At present, pcc (policy control and charging) in a mobile communication network can realize control within a constraint condition range for users and services, and by combining with an rcaf (radio control architecture) network element preliminarily proposed in the existing 3GPP protocol, scheduling and allocation of user bearer bandwidth resources can be realized, thereby alleviating network congestion. However, the scheme cannot combine the service types used by the users and dynamically perform the resource scheduling function according to the importance degree of the service types, so that the precise operation and maintenance management effect is difficult to achieve.
Disclosure of Invention
In order to solve one or more of the above problems, the present application provides a network resource scheduling method, including: receiving request information from a Service Provider (SP), the request for managing one or more users using services provided by the service provider; sending an inquiry request to a packet data network gateway (PGW), wherein the inquiry request is used for inquiring the service types of all users in the PGW; receiving a feedback message from the PGW, wherein the feedback message includes service types of all users in the PGW; managing the one or more users based on the feedback message.
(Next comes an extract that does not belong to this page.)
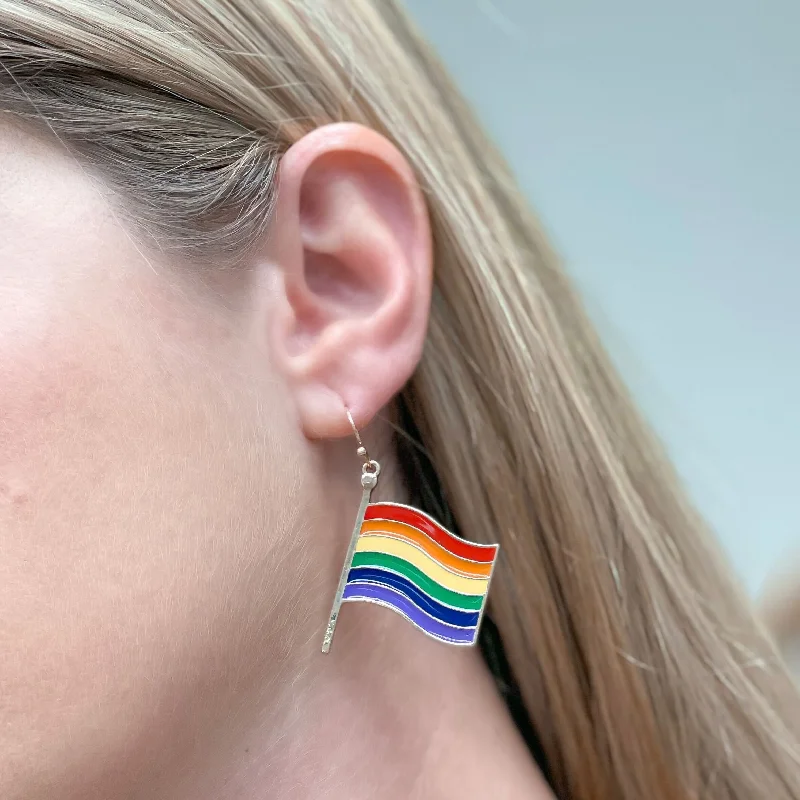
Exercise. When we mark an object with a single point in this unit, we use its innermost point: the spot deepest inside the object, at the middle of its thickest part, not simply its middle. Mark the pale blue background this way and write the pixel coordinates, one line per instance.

According to another aspect of the present invention, there is provided a network resource scheduling method, wherein the request is for QoS service evaluation or special charging indication.
According to another aspect of the present invention, a network resource scheduling method is provided, wherein the management includes marking a special backward payment mark for user access traffic charges, improving QoS capability of the user to access the service, page redirection of access, refusing the user to use the service, short message reminding or mail notification.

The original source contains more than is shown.